Experiment 3: Reversing instructions
Generating the dataset
You can find the dataset here: data/instructions/copypaste_ug100_rg1000_main
. The command to create this dataset is:
python scripts/instructions/create_qa_dataset.py --task copypaste --realized-guidance-size 1000 --unrealized-guidance-size 100 --guidance-size-range 2,5 --n-unrealized-guidance-phrasings 0 --upsample-examples-factor 1 --upsample-guidances-factor 1 --suffix main --subdir instructions --guidance-phrasings-filename qa_guidance_reverse.txt
The dataset consists of four files:
all.jsonl
: contains all examples used to train the modelguidances.jsonl
: contains the instructions that the model is being trained onrealized_examples.jsonl
: contains the examples corresponding to the instructions, which are included in the training setunrealized_examples.jsonl
: contains the examples corresponding to the instructions which are held-out
Finetuning OpenAI models on the dataset
Use this command to create a finetuning job on the dataset:
python scripts/instructions/start_finetunes.py --model_name ada --learning_rate_multiplier 0.2 --batch_size 2 --n_epochs 1 --num_finetunes 1
To monitor your training runs, use:
python scripts/listruns.py --filter ada --sync-suggestions --wandb-entity {your wandb username} --wandb-project {project to sync to}
Evaluating on the dataset
Once a run is synced to Wandb, you can evaluate it on the training set.
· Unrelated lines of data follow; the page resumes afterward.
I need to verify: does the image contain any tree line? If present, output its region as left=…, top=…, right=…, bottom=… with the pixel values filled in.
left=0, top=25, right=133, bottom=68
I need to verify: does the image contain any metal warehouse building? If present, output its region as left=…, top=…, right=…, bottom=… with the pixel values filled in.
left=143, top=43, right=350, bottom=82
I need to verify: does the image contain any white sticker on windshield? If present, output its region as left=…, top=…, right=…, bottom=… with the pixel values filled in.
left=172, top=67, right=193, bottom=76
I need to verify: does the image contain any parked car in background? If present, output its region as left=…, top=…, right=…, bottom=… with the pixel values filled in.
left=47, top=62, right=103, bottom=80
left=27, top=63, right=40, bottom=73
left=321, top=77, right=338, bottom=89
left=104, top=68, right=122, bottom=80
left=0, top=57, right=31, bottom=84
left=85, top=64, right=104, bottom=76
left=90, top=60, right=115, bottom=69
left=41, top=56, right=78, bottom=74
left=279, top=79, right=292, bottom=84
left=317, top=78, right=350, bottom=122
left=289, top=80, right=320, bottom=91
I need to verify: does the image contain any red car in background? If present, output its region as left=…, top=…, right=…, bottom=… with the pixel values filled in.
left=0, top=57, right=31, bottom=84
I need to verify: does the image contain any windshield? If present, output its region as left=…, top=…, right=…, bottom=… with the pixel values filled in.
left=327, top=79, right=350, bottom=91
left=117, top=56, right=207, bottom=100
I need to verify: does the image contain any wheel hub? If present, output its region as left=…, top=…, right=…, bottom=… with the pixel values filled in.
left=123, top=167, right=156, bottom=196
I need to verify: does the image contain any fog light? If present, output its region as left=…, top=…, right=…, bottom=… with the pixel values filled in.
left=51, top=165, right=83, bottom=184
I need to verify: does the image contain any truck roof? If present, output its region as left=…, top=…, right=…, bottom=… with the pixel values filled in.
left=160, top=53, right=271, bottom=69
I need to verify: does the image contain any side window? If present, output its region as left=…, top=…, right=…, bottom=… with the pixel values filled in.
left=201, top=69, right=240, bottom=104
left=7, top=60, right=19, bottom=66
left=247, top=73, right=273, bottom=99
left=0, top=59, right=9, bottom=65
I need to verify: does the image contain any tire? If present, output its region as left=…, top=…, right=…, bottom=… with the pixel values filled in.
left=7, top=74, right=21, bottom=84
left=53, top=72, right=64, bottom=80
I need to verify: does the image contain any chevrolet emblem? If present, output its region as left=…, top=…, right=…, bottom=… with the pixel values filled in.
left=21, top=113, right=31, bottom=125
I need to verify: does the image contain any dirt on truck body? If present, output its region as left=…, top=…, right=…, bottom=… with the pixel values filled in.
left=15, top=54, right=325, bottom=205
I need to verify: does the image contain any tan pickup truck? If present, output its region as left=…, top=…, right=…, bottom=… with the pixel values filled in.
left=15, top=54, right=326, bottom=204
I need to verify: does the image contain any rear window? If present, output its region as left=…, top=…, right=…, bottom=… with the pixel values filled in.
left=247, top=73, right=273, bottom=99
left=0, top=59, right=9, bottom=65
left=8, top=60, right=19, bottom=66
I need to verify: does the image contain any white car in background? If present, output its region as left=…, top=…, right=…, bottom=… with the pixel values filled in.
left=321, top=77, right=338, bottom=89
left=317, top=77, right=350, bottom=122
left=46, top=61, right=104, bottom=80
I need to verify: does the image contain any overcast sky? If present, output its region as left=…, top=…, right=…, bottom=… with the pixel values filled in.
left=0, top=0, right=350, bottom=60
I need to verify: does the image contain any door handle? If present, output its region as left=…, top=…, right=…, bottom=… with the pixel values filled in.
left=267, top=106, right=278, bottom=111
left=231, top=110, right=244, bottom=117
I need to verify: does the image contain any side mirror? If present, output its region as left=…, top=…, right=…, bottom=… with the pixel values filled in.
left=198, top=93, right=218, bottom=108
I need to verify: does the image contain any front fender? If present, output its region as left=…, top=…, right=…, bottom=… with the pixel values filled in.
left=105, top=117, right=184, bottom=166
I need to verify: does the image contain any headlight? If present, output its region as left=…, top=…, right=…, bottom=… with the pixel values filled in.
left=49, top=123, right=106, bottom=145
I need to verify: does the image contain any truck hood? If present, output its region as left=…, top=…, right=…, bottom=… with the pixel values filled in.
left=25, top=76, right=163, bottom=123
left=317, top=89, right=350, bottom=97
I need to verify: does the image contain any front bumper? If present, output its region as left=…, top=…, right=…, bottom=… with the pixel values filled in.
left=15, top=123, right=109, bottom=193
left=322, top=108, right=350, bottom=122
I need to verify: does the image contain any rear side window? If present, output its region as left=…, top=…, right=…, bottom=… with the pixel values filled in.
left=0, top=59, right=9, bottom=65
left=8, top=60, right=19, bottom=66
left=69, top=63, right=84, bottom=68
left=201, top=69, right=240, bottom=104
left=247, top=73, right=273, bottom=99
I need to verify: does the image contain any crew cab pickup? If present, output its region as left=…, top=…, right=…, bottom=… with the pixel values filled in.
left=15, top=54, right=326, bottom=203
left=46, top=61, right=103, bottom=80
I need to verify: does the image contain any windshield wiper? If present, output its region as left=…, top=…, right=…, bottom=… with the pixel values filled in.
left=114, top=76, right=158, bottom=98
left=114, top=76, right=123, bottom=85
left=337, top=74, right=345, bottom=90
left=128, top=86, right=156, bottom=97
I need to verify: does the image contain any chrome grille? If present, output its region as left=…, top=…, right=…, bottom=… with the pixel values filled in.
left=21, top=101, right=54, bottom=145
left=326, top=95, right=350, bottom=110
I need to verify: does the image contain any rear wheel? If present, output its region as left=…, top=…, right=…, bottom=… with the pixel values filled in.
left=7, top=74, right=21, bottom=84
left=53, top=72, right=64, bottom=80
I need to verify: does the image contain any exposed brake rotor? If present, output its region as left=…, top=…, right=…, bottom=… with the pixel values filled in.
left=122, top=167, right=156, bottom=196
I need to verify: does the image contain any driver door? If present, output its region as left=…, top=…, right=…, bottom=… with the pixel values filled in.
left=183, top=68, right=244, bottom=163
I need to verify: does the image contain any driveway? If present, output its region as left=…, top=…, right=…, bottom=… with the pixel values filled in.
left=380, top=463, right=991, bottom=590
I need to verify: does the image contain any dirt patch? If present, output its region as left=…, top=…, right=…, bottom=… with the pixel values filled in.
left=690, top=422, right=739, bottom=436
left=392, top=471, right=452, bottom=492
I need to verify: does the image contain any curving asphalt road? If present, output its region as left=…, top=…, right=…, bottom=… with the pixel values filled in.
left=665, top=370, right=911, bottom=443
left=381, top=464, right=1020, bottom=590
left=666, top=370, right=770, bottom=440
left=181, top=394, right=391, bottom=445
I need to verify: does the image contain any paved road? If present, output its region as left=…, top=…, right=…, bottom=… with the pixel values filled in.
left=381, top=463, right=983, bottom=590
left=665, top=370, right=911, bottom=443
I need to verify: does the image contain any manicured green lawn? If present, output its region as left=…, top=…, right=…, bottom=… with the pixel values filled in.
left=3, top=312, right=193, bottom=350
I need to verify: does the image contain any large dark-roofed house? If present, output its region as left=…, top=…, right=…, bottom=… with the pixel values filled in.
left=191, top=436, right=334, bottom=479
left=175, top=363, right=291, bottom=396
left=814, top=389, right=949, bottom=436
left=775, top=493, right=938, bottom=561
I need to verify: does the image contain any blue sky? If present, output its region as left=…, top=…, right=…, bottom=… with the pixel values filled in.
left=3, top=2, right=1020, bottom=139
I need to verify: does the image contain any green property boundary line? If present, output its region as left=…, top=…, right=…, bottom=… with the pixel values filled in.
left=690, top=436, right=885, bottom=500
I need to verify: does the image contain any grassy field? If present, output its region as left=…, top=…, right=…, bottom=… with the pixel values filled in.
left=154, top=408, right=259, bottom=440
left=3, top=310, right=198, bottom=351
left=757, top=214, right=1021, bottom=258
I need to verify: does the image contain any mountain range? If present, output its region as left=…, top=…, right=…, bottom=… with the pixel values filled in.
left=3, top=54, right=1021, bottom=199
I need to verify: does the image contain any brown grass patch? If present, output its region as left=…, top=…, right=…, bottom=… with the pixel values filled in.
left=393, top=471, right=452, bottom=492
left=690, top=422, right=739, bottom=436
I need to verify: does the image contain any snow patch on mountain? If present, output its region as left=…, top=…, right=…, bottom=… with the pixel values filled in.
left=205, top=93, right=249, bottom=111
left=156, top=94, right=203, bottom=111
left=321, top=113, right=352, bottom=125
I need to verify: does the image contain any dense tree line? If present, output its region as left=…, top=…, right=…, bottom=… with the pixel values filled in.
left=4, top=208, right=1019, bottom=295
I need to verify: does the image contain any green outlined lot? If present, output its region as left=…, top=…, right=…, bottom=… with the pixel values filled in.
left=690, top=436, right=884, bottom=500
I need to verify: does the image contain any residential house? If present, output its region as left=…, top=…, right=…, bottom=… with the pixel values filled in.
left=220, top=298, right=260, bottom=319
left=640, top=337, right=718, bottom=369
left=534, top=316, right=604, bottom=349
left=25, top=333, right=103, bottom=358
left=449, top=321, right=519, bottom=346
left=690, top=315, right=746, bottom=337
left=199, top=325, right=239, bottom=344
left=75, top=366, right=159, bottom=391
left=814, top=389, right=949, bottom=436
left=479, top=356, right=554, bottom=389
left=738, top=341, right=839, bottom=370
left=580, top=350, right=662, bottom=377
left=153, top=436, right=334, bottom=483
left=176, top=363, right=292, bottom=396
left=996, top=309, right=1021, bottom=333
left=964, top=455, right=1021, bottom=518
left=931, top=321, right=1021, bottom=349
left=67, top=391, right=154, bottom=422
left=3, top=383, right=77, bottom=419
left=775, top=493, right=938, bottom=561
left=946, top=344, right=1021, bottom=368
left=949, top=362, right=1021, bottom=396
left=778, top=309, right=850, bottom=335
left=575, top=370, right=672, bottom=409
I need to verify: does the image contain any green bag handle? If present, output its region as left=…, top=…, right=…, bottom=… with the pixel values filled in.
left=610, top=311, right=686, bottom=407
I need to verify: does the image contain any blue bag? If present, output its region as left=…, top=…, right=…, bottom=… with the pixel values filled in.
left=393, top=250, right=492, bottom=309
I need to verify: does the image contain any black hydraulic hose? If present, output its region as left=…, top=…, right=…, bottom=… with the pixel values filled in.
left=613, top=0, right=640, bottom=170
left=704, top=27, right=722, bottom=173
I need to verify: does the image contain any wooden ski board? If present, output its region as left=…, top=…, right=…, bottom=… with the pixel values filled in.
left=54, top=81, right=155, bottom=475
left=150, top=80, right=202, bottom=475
To do so, you must add an eval
tag to the runs you want to evaluate as described in experiment 1.
Once you have added the eval tag, use scripts/evaluate_quickly.py
making sure to select qa
as your evaluator:
python scripts/evaluate_quickly.py --wandb-entity {your wandb username} --wandb-project {your project} --evaluator qa
You will then be able to see the results of your evaluations on weights and biases.